What comes to mind if you are asked the question, “What in your life made the Earth move for you?” The phrase ‘make the earth move’ often refers to great sex, but this question and this post refer to something much broader than that.
I stumbled on an HBO special this morning called “Bruce Weber: A YoungArts Masterclass.” Basically it showcases how fashion photographer Bruce Weber mentors six young students in the art of photography. His basic assignment is for each of them to create a visual representation of an important milestone in their life, something that was so powerful that it ‘made the earth move’ for them. The results varied from photo collections and collages to videos. One showed a student’s transformation from girl to woman, another showed the impact of an orphanage that student lived in at one time, another explored the topic of love.
As I watched this incredible program I also began to think of what my own answer is … what in my life made the Earth move? You should try this. Try thinking about it and try doing their assignment.
I have a few. Following the usual vernacular of ‘earth move’ I can say my first sex was one of those moments, not for the reason usually associated with that phrase. Mine was powerful in how incredibly awkward and unsatisfying it was. The blind leading the blind. I’ll let you figure out the rest. Fortunately I recovered nicely.
Three different scenes during my year in the Army were earth-moving; more earth-shattering, actually. My first day, when reality set in, a day on the firing range when I actually prayed, asking for a sign relating to my thoughts of trying to get out of the Army (and I got that sign) and my last day.
The earth moved the day my furniture moved from my house in Dallas, beginning its journey to my new life in Baltimore. Almost thirty years later I can still remember standing in my empty living room crying, sobbing, as the full weight of an entire life change hit me.
Another earth moving day also involved crying. At the end of my Dad’s funeral, moments after they slid his coffin into the ‘drawer’ at the mausoleum, I was pushing my Mom in her wheelchair down the hall on the way back to the car when I broke out sobbing, loud sobbing echoing in those marble hallways. Dad’s death was expected and almost predictable and I calmly went through all the other activities that week, being strong for my Mother and sister, being the logical man my Dad was when helping to make all the decisions relating to the funeral. The reality exploded within me as I walked down that hall. Earth-moving.

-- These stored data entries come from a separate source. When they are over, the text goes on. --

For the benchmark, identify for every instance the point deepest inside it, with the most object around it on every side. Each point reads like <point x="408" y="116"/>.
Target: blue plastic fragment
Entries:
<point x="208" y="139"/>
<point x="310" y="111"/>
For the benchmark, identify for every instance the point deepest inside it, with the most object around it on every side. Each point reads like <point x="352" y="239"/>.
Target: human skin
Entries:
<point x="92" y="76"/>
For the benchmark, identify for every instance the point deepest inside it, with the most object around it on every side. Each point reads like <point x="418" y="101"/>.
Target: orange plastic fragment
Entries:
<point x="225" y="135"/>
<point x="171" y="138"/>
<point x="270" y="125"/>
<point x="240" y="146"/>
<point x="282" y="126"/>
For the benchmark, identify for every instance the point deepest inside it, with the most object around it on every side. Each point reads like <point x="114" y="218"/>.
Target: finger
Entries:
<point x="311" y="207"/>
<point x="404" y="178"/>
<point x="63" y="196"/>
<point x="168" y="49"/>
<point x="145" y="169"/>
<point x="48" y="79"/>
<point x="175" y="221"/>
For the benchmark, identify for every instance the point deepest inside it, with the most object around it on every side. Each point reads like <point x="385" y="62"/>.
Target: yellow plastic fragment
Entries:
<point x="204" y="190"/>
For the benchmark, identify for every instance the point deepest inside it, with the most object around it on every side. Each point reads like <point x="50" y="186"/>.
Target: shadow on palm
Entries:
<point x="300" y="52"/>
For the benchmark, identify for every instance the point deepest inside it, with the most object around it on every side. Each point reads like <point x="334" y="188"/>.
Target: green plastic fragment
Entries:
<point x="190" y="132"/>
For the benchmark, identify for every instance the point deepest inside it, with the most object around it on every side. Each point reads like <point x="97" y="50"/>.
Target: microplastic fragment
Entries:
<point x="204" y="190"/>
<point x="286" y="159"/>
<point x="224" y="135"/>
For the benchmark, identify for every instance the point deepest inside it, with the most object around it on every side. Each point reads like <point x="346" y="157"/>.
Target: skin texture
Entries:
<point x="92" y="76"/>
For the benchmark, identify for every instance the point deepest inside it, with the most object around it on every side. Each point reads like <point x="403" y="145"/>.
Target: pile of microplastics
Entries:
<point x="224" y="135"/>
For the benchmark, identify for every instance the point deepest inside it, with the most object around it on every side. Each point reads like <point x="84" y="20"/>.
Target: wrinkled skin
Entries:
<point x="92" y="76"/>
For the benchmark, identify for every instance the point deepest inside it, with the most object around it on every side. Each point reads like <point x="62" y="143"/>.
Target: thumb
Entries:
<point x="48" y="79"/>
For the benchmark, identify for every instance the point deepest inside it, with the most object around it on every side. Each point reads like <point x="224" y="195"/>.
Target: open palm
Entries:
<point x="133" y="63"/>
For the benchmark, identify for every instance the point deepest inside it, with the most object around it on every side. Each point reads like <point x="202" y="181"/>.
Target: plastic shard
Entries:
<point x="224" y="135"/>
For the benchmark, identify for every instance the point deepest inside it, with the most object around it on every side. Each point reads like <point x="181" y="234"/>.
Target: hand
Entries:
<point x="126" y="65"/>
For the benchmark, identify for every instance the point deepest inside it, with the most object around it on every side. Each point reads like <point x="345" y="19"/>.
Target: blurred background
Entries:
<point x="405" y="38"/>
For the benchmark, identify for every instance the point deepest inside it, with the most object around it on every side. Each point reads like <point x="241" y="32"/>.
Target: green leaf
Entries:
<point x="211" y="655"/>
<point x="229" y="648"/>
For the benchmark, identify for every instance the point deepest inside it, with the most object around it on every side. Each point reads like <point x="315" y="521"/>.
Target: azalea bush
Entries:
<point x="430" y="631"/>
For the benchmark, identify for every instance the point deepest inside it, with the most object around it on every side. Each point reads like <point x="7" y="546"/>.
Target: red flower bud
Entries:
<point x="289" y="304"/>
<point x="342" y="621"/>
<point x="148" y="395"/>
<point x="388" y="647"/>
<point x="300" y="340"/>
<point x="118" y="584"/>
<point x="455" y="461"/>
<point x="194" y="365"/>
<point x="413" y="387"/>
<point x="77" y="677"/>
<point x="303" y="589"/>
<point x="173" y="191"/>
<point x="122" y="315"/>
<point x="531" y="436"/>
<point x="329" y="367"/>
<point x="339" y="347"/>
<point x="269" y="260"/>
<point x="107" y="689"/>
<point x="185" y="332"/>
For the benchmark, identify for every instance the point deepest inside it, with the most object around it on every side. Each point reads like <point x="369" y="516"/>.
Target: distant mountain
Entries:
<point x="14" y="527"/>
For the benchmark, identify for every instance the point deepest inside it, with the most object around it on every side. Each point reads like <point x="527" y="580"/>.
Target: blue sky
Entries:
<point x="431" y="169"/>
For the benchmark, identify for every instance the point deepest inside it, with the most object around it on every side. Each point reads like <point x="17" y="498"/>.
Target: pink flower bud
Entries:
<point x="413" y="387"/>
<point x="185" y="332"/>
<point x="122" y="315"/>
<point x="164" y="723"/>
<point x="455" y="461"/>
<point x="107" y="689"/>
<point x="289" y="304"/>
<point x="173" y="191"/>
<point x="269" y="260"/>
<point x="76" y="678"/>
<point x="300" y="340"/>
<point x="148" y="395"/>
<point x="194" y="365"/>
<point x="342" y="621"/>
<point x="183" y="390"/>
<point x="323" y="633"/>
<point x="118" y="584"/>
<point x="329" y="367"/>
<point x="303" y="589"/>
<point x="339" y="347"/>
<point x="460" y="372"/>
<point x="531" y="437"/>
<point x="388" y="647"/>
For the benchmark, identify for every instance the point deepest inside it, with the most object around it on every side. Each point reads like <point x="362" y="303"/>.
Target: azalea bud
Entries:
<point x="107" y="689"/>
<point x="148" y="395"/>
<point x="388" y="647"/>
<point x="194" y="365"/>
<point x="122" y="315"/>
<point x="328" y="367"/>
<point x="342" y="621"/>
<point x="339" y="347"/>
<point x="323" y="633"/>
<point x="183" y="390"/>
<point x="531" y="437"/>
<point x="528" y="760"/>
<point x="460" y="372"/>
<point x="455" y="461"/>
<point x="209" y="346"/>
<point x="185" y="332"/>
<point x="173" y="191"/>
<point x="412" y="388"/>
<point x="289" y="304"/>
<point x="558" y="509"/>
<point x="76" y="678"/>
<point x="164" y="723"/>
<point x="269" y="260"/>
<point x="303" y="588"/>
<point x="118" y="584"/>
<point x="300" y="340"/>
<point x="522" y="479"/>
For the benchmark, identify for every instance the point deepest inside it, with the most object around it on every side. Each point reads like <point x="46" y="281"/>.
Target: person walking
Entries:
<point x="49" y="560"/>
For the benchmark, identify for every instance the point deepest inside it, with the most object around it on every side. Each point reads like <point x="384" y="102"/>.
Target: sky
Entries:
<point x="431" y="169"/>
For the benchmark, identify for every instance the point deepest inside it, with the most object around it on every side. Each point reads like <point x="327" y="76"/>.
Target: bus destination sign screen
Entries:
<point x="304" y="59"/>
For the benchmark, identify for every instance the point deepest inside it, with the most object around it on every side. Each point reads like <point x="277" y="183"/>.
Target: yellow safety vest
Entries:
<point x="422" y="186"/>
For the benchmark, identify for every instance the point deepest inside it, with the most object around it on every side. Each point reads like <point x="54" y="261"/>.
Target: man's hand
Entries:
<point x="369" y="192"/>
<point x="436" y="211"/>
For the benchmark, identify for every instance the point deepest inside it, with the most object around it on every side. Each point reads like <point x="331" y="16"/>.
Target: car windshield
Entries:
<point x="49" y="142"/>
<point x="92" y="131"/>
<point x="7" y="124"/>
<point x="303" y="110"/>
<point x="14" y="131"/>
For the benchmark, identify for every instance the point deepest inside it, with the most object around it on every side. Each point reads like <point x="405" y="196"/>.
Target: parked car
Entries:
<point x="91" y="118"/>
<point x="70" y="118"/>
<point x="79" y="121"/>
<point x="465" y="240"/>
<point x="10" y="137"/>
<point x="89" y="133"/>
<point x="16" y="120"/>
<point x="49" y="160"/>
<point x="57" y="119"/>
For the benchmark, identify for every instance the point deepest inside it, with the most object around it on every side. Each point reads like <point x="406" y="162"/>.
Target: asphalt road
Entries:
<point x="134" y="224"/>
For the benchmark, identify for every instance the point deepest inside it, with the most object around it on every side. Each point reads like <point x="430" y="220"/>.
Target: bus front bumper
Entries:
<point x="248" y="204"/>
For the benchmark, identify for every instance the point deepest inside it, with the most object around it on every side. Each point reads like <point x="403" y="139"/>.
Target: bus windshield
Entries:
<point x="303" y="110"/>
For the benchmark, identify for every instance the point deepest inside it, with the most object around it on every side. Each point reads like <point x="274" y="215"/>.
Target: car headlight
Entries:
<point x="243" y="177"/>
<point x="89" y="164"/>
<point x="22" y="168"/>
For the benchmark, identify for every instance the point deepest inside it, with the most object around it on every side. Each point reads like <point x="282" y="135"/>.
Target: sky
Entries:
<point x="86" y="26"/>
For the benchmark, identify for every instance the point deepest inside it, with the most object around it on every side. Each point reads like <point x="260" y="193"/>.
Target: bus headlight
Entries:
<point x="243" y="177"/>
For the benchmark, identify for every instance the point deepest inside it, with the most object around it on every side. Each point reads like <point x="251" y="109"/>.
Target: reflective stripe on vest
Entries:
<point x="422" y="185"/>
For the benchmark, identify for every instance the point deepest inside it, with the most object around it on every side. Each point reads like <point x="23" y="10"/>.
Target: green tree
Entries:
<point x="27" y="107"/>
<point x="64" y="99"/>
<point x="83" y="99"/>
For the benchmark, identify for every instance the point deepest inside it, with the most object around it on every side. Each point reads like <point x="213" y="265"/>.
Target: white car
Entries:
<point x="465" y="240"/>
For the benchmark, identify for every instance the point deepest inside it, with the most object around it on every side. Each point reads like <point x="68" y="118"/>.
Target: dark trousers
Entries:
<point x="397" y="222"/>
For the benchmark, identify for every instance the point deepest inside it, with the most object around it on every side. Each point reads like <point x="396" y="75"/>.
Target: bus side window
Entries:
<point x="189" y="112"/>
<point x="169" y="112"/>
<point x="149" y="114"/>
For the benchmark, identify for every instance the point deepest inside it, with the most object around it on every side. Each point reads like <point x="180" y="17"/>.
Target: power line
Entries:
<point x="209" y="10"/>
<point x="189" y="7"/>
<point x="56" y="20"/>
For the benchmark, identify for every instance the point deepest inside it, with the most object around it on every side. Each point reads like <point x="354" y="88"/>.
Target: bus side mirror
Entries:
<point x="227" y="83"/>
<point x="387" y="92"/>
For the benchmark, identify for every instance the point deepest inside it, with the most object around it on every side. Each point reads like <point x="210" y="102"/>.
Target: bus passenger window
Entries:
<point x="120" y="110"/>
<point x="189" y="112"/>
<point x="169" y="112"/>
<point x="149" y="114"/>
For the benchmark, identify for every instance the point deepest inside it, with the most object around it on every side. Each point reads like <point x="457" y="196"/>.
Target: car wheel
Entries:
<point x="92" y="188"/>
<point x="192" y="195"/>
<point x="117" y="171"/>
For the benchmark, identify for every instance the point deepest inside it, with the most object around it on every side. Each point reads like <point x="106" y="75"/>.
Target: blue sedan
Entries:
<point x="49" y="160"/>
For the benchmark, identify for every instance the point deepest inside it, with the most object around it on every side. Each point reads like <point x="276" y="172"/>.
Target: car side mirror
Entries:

One more moment stands out … seeing the Grand Canyon for the first time. That was more a series of moments … first glimpse of the North Rim in brilliant late-afternoon sun, photographing a sunset there a few hours later, photographing a moon rise moments after the sunset, seeing the South Rim for the first time two days later and watching a sunrise from a trail 30 minutes down into the canyon. Those indescribable sights made the Earth move for me.
No matter how ‘normal’ or boring our lives might be, we each experience life-changing moments. Love, death, disasters, school, leaving home, travel moments, religious events, concerts, job changes, performing on stage, assisting with a birth; the list is as unique as each of us is.
So what made the earth move for you?